Рамсин глянул на своих слушателей, переводя взгляд с одного на другого, и добавил, усмехнувшись:
— Ещё раз прошу вас, господа, ни с кем не говорить о том, что вы тут слышали и дальше услышите!
— Мы дали наше слово, Сергей Николаевич, — живо, почти в один голос, ответили Карсавин и Мураховский.
— Вон куда уже забрались анонимы. Какое нахальство, какая подлость и неразборчивость в приёмах! Неужели, Сергей Николаевич, никого там не осталось, кто бы поднёс кулак к носу этого Симановича? — спросил Лешнев, морща лоб и глядя как-то вызывающе на Рамсина.

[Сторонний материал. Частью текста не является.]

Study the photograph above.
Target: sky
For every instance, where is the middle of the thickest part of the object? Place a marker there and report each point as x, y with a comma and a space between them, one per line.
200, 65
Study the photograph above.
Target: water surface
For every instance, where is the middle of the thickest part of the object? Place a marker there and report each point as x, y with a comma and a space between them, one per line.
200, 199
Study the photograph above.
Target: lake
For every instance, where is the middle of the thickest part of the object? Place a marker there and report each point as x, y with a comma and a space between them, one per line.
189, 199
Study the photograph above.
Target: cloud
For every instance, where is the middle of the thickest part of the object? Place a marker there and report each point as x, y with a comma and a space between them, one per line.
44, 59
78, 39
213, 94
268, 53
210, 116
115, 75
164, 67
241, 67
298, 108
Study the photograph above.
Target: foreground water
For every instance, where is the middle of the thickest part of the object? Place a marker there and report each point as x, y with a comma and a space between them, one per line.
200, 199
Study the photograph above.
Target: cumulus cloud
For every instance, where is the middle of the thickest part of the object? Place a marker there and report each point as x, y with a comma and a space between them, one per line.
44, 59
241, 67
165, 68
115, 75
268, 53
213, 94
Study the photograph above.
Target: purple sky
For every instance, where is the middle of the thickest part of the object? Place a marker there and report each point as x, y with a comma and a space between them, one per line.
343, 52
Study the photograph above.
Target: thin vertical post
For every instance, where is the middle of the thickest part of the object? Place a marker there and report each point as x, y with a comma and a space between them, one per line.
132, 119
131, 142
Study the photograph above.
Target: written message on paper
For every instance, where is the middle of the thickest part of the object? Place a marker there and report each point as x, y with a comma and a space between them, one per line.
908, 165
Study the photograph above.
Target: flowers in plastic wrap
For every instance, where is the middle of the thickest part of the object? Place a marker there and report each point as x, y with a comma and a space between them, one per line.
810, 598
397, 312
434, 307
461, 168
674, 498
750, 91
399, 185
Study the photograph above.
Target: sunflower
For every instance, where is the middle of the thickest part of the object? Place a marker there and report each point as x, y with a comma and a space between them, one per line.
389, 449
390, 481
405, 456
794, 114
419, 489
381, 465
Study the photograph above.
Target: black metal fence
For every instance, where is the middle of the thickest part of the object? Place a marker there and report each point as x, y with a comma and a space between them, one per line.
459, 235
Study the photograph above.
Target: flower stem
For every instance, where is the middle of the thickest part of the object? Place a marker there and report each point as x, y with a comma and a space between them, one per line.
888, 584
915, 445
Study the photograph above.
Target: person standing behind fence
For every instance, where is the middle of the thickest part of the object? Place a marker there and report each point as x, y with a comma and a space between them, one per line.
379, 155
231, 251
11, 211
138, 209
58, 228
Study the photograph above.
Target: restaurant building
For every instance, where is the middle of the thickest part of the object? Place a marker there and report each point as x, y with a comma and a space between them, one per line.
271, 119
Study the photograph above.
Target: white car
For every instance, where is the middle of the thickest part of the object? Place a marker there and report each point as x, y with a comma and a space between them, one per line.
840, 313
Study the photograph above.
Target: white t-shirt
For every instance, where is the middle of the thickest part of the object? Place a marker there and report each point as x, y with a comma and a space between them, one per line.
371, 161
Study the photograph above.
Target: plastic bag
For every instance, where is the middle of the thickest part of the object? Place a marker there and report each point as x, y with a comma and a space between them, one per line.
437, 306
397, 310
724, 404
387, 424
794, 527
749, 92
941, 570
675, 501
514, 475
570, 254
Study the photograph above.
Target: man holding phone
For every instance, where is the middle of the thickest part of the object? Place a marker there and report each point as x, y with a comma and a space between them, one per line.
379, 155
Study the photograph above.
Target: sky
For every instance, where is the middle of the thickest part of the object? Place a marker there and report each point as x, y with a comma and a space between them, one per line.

— Огромное большинство ничего вообще не подозревает, это во-первых. Во-вторых, Симанович и компания давно уже позаботились о том, чтобы официально против них ничего предпринято не было. Ощутимых улик нет, доказать ничего нельзя. Я убеждён в том, что этот Симанович на своём распутинском предприятии зарабатывает, кроме всего остального, большие деньги, опутывает многих, даже видных и высокопоставленных людей, своей паутиной, подкупает и ставит их в шантажную зависимость от себя. Симанович — ювелир-ростовщик и шантажист по призванию. Вздумай я, например, отправиться в Охранное отделение и доложить кому следует о том, о чём поведал вам тут сегодня. Там сделали бы большие глаза и заподозрили во мне или сумасшедшего, или умышленного оскорбителя высших авторитетов, запрятали в каталажку и предали бы суду. Если бы, паче чаяния, мне поверили и арестовали Аарона Симановича, Распутин освободил бы того в два счета из тюрьмы, а меня посадил бы на его место. Вы не можете себе представить, как велико его влияние на царицу. Под его гнетом страдает и сам царь, делая сознательно такое упущение, как утверждение Штюрмера на посту министра. Это заколдованный круг, господа, в центре которого стоит Распутин и по подсказке своего секретаря делает всё, что тому угодно. Сам же Аарон Симанович остаётся строго в тени. Он уважаемый, корректный и услужливый ювелир высшего круга в Петрограде, со многими вескими связями и обширным знанием всего того, кто, как и от кого зависит. Я провёл не одну бессонную ночь, думая о том, как положить конец симановичевской камарилье в Питере, и всякий раз приходил к одному и тому же выводу: для того, чтобы положить конец шантажу Аарона Симановича, нужно убить Распутина. Что вызвало бы после это убийство, я не имею храбрости даже подумать. Симанович думал и об этом и плетёт свою паутину дальше. Я часто думаю о том, не связано ли уже дальнейшее существование нашего самодержавия с жизнью сибирского старца? — задумчиво закончил Рамсин и принялся чистить свою трубку.